Sally Monroe is an elder at First Presbyterian Church of Hazard, Ky. With her husband Lawrence, she spoke with Sojourners’ Mitchell Atencio.

OUR HOUSE IS completely gutted. All the Sheetrock is gone, the flooring’s gone. It’s just a shell. The water came very quickly. Our neighbor who had a house on River Caney got about two and a half feet of water in his house, but it came very rapidly, and their house was washed away. Our situation is different. We live in the valley a half-mile from the river. We had no idea how high the water could get. We didn’t get the current, and the water came up rapidly … some pictures from this flood where buildings were just washed off their foundations — it’s horrible to see those homes like that.

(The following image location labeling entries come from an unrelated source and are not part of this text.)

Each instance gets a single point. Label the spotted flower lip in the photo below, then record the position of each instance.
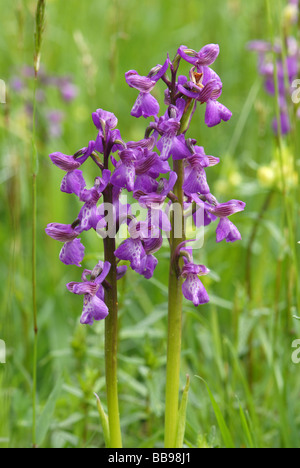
(144, 167)
(70, 163)
(205, 57)
(61, 232)
(223, 210)
(192, 288)
(94, 307)
(72, 253)
(104, 118)
(226, 230)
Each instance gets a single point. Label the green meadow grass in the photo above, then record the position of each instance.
(244, 387)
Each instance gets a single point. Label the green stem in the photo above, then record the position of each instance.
(34, 301)
(174, 327)
(111, 339)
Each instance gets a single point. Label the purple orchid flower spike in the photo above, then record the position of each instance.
(168, 126)
(146, 105)
(132, 249)
(70, 163)
(94, 307)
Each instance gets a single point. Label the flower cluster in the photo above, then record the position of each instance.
(145, 169)
(280, 66)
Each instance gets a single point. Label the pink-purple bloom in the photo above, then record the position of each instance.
(143, 169)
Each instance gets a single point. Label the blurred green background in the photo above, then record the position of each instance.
(241, 343)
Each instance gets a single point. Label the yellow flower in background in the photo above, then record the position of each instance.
(272, 175)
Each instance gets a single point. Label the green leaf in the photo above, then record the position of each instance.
(45, 418)
(228, 441)
(182, 415)
(104, 422)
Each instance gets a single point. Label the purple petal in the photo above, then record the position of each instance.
(145, 105)
(61, 232)
(141, 83)
(72, 253)
(196, 181)
(133, 251)
(93, 309)
(227, 230)
(124, 176)
(148, 266)
(64, 162)
(223, 210)
(87, 287)
(73, 182)
(105, 117)
(193, 290)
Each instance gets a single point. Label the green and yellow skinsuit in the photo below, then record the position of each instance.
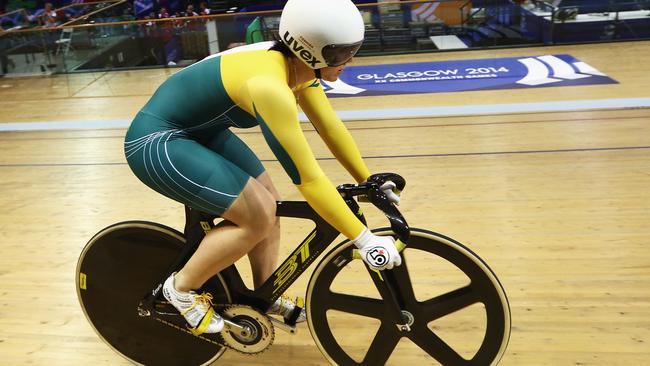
(180, 143)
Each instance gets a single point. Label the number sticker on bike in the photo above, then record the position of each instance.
(377, 256)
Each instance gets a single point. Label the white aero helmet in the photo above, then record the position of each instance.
(322, 32)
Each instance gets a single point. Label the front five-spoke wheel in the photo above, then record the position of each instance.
(456, 309)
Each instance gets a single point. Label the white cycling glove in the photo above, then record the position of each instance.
(378, 251)
(388, 189)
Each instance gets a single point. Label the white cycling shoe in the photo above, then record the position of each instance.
(284, 306)
(197, 309)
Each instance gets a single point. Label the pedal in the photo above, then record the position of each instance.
(284, 326)
(297, 310)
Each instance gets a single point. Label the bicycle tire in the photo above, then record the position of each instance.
(484, 287)
(117, 267)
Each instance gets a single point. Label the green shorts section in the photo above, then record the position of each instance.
(206, 173)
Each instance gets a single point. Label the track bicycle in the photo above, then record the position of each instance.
(121, 270)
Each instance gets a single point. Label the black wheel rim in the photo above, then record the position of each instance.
(119, 266)
(483, 289)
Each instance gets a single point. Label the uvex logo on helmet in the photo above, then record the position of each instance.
(298, 49)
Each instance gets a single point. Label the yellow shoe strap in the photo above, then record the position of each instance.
(205, 322)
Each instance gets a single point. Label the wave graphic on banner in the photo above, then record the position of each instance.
(465, 75)
(538, 70)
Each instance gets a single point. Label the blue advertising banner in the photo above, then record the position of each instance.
(465, 75)
(143, 7)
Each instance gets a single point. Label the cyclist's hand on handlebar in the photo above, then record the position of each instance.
(389, 188)
(379, 252)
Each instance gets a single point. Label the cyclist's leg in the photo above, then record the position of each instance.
(264, 256)
(252, 215)
(189, 172)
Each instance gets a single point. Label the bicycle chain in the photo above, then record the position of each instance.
(221, 341)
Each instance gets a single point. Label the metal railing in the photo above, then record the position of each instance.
(97, 37)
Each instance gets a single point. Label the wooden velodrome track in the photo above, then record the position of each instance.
(556, 203)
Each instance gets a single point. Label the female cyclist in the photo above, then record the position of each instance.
(181, 145)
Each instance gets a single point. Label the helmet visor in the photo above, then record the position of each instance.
(338, 54)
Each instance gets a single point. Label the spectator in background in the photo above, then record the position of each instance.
(189, 12)
(163, 13)
(49, 16)
(203, 8)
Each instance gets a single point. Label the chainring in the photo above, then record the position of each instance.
(261, 332)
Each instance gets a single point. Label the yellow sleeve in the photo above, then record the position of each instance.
(275, 108)
(318, 109)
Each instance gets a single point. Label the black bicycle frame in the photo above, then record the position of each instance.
(198, 224)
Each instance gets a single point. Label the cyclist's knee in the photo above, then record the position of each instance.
(254, 210)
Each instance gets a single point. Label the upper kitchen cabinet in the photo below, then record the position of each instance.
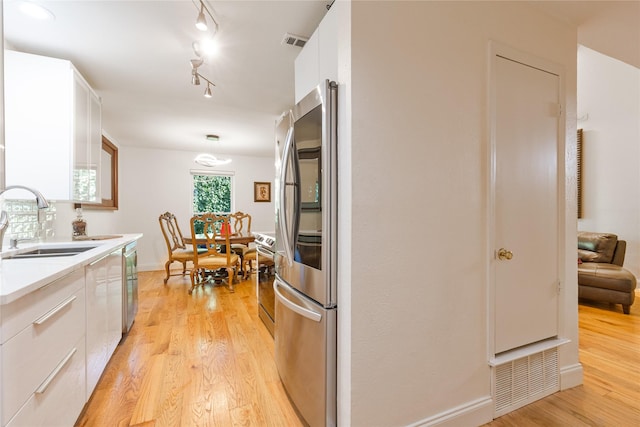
(52, 128)
(318, 60)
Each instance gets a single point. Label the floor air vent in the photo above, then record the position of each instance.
(293, 40)
(525, 380)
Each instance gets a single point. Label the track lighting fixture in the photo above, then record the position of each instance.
(195, 78)
(201, 22)
(198, 48)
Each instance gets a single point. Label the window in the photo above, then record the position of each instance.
(212, 192)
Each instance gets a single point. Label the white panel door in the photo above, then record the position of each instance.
(525, 204)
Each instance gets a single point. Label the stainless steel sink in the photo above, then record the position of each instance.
(51, 252)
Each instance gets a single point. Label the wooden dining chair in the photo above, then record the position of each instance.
(241, 226)
(208, 225)
(176, 248)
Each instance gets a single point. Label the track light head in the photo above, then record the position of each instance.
(201, 22)
(195, 63)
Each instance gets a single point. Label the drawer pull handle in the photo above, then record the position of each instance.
(53, 311)
(52, 375)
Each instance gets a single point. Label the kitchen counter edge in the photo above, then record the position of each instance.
(21, 277)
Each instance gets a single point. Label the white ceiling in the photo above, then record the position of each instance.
(136, 55)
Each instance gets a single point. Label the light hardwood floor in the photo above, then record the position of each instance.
(207, 360)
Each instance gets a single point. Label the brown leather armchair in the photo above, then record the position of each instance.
(601, 276)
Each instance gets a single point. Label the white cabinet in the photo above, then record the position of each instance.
(104, 314)
(42, 354)
(318, 60)
(52, 128)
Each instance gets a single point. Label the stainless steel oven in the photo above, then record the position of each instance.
(265, 245)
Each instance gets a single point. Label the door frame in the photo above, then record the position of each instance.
(497, 49)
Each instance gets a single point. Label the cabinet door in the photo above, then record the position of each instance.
(306, 68)
(38, 109)
(526, 208)
(95, 147)
(86, 143)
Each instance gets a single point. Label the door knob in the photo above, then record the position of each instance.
(505, 254)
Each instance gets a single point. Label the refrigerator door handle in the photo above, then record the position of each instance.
(282, 216)
(305, 312)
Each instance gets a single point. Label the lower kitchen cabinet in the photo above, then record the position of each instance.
(104, 314)
(43, 355)
(60, 401)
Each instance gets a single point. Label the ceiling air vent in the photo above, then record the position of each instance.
(293, 40)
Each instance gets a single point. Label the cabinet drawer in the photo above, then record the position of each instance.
(19, 314)
(62, 401)
(30, 357)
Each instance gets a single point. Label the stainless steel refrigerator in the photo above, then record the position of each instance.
(306, 255)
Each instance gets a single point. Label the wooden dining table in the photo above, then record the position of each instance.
(222, 240)
(234, 238)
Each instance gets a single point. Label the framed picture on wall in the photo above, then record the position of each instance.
(261, 191)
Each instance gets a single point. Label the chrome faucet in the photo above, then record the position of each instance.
(4, 219)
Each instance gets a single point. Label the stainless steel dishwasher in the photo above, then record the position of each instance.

We saw businesses destroyed. They were built on the creek banks, but there’s no other place to build. And we’ve seen the strip mines too. We know the people at River Caney are suing a coal company because of the silt dams. We try to preserve the environment because the more trees you have in the hills, the more water’s going to be retained up there. I don’t know whether that would’ve made a difference with this flood. This just happened to hit us [this time], but it’s also happening down in Mississippi, in Pakistan. You just cry for people because they have no place to go.

It doesn’t take very long for the water to come up, but it takes a long time to clean up. After a flood, you have flood mud everywhere — in every crack and every crevice possible. When we went to church and they asked what to pray for, it was to pray for perseverance because it’s going to take a long time.